When it comes to the body, to feel the good, you also have to be willing to feel the not-so-good. Pain is part of having a body that feels pleasure, so if you fixate on what doesn’t feel good, “ugh, my ankles, ugh, my thighs, ugh, my back, ugh, my hemorrhoids,” you inadvertently numb yourself to the good things! Oh, my nipples! Oh, my shoulders! Oh, my . . . There are definitely still good things. You simply must permit yourself to ask for what you want.
Communicating Your Needs and Desires
Pregnancy is the perfect time to have that “never-the-right-time” conversation with your lover: “You know, it doesn’t feel very good when you touch me like that, but it feels really good when you do this.” “I need you to be still and hold me here.” “I want you to speak softly in my ear.” This clarity is only possible when you’re willing to engage more with your senses than with your appearance. This is where meaningful connection begins.
Sense your body, feel your feelings, notice your thoughts responding to your emotions, and express yourself.

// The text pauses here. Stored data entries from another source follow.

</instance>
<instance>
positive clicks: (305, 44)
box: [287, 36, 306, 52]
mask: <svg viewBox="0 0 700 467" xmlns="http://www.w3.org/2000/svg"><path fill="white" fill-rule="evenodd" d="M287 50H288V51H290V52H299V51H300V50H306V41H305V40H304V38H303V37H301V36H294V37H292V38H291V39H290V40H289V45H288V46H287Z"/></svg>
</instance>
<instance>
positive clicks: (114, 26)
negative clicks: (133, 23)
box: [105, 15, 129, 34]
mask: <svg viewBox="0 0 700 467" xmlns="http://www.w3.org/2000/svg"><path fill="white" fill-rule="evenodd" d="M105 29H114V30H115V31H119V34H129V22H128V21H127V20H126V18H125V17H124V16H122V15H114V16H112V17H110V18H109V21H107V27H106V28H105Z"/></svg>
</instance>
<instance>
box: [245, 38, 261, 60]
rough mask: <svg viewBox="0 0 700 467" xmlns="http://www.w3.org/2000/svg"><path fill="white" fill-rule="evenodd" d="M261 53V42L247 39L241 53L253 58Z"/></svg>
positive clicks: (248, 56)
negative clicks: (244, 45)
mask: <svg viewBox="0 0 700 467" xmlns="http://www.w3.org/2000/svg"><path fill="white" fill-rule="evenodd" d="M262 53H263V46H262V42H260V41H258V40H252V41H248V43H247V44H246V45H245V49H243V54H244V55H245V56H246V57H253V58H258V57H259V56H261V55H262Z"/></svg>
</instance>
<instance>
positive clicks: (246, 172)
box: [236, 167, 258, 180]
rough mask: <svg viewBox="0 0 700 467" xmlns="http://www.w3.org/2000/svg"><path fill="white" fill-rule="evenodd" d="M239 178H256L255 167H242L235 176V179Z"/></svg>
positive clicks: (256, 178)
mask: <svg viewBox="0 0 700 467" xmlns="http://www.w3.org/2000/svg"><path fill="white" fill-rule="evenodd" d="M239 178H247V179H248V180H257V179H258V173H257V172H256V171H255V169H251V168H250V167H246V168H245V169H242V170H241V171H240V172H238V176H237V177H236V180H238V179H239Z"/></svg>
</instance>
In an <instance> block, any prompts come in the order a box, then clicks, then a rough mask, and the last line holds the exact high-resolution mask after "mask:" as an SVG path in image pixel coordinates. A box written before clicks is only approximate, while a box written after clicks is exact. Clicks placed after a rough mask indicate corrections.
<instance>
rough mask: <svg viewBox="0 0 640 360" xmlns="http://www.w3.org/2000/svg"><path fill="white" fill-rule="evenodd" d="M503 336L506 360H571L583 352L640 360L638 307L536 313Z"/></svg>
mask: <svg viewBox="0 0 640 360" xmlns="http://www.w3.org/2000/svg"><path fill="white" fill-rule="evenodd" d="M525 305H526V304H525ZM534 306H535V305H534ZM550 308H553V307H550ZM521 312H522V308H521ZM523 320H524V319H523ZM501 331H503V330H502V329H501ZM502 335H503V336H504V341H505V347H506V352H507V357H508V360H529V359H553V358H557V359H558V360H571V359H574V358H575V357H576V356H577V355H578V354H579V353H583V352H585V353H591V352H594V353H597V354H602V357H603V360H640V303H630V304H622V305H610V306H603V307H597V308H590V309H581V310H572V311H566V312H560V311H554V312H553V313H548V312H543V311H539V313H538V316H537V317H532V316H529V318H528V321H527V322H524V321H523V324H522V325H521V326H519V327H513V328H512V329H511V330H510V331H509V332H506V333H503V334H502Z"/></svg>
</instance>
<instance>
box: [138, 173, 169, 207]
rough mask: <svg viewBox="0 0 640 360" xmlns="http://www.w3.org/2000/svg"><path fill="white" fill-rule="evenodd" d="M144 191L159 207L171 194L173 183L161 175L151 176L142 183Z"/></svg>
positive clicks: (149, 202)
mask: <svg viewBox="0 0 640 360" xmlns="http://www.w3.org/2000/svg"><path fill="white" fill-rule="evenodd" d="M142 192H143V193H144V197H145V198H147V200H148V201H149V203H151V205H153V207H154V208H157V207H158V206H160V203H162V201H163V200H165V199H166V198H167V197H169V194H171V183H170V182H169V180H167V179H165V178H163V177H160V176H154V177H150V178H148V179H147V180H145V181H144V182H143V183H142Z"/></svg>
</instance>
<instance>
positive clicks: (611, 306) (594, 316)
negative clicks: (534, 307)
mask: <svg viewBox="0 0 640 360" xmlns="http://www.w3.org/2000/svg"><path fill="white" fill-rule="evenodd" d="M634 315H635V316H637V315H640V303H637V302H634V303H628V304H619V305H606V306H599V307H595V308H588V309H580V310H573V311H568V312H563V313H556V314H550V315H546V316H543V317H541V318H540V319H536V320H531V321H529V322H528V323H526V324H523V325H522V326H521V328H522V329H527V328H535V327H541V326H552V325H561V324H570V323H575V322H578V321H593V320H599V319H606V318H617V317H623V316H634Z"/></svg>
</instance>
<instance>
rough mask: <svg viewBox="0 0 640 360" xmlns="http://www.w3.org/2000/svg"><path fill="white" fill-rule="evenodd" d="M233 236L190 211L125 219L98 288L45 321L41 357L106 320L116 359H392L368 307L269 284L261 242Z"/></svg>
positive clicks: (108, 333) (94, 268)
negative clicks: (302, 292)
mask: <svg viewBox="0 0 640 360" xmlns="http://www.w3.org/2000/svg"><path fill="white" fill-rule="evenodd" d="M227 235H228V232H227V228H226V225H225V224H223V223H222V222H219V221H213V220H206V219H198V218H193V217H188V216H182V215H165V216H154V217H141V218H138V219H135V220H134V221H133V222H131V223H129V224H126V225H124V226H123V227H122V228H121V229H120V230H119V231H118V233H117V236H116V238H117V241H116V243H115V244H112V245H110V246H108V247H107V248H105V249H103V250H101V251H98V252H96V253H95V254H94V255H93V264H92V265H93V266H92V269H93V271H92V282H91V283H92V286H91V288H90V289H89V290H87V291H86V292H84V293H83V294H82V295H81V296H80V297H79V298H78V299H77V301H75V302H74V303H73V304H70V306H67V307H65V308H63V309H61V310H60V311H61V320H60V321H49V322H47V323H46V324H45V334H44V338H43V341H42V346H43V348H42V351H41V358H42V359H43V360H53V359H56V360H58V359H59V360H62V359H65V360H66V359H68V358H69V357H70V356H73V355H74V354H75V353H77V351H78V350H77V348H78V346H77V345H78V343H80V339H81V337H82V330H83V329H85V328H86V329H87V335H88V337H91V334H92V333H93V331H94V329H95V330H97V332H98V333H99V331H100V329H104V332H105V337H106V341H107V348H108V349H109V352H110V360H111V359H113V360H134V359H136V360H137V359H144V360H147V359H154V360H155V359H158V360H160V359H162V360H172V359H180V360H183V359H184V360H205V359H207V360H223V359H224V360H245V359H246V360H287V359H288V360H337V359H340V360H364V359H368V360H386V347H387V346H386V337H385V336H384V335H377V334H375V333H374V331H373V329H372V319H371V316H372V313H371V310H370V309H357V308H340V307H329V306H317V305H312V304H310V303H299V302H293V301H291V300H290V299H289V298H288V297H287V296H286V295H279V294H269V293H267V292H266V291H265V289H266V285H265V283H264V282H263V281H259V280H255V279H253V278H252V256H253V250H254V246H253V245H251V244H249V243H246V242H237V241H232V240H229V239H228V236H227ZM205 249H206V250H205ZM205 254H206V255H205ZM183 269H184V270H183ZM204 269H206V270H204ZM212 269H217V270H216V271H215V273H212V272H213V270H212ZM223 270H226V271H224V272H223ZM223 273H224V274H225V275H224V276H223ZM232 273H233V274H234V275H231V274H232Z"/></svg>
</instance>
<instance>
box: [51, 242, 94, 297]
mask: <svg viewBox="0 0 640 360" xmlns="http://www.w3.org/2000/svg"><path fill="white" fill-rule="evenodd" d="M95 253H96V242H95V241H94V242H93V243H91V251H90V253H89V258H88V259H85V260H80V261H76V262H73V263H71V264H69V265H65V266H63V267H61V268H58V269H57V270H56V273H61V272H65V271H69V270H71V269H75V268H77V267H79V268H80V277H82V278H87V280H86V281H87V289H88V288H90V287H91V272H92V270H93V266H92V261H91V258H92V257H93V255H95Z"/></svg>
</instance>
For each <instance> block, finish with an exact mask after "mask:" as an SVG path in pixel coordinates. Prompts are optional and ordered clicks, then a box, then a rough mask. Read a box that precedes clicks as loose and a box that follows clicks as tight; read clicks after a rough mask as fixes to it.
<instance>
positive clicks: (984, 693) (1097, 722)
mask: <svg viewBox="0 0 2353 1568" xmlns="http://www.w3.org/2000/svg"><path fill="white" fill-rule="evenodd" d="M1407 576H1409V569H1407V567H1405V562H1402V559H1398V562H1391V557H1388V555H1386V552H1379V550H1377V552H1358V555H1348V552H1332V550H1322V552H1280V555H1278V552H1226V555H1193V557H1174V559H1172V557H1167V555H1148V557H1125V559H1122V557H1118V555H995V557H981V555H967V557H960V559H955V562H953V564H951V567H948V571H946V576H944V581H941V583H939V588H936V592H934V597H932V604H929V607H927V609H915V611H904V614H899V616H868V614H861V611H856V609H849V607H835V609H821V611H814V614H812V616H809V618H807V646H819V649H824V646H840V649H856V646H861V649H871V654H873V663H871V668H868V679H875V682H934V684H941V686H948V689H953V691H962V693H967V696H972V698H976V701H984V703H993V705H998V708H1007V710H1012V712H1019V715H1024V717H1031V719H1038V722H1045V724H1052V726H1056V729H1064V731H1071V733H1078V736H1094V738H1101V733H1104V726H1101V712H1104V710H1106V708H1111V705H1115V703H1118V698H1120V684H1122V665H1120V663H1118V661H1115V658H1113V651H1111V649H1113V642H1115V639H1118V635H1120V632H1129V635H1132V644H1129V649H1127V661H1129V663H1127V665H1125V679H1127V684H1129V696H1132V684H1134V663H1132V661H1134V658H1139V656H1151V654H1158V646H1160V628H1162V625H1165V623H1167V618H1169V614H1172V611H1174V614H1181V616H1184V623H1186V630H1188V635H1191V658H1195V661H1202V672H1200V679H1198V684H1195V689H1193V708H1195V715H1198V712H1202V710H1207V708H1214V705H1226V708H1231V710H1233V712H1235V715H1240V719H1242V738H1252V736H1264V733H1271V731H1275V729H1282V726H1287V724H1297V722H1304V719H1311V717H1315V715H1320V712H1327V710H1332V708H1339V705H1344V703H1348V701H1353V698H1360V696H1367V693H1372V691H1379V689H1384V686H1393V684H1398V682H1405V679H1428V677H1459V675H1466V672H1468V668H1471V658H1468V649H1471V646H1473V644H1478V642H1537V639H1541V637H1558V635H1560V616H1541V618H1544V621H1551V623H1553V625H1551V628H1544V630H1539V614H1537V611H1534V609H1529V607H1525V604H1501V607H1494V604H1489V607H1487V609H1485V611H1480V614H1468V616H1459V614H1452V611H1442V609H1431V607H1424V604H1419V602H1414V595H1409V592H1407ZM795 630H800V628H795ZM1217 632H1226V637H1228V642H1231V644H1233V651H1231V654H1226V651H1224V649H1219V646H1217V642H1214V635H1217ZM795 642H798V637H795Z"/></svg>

The way to freedom is through expressing your needs and desires, and if we feel shame — body shame, shame for wanting or needing something we’re not getting, we foster resentment.
Resentment is like a wall that blocks us from our own body. If you can’t feel your body, the possibility of pleasure in your partnership, pregnancy, and labor will elude you. Embrace the curve of your belly as proof of your adaptability and resilience. Relish the way it feels to rub your shea butter into your skin. Express verbally how it feels when your child moves inside of you. That willingness to stay connected to your sensual body is sexy.
You don’t have to love the skin you’re in to get pregnant, but when it comes to getting your baby out, feeling good in your body goes a long way toward an easier labor, not to mention your mental and emotional recovery.
Related: The 5 Love Languages of Pregnancy
Why Body Connection Matters During Birth
The connection you build with your body during pregnancy doesn’t stop when labor begins. In many ways, that awareness becomes even more important during birth.
The fact is that what gets the baby in also helps get the baby out: oxytocin. A revved-up engine gets you to the end of the road faster than a nervous one. And while there’s nothing sexy about a laboring body, it’s ultimately the power under the hood that gets you where you want to go. How you feel about yourself is the fuel to keep things moving smoothly.
Your willingness to be in the full experience of your senses, the smells, sights, sensations, flavors, and sounds of birth, relates us to our sexuality, to the pleasure of being in a body. During labor, this sensitivity becomes extremely helpful in easing the process. By staying present, you generate enough momentum and power to ride the waves of each contraction to push your baby into their first breath.
Final Thoughts
Pregnancy changes your body, but it doesn’t take away your capacity for connection, pleasure, or intimacy. The more willing you are to stay present with your changing body and communicate what you need, the easier it becomes to experience pregnancy as something happening with you rather than to you. Feeling sexy during pregnancy isn’t about looking a certain way. It’s about feeling connected to yourself, your partner, and the life you’re creating.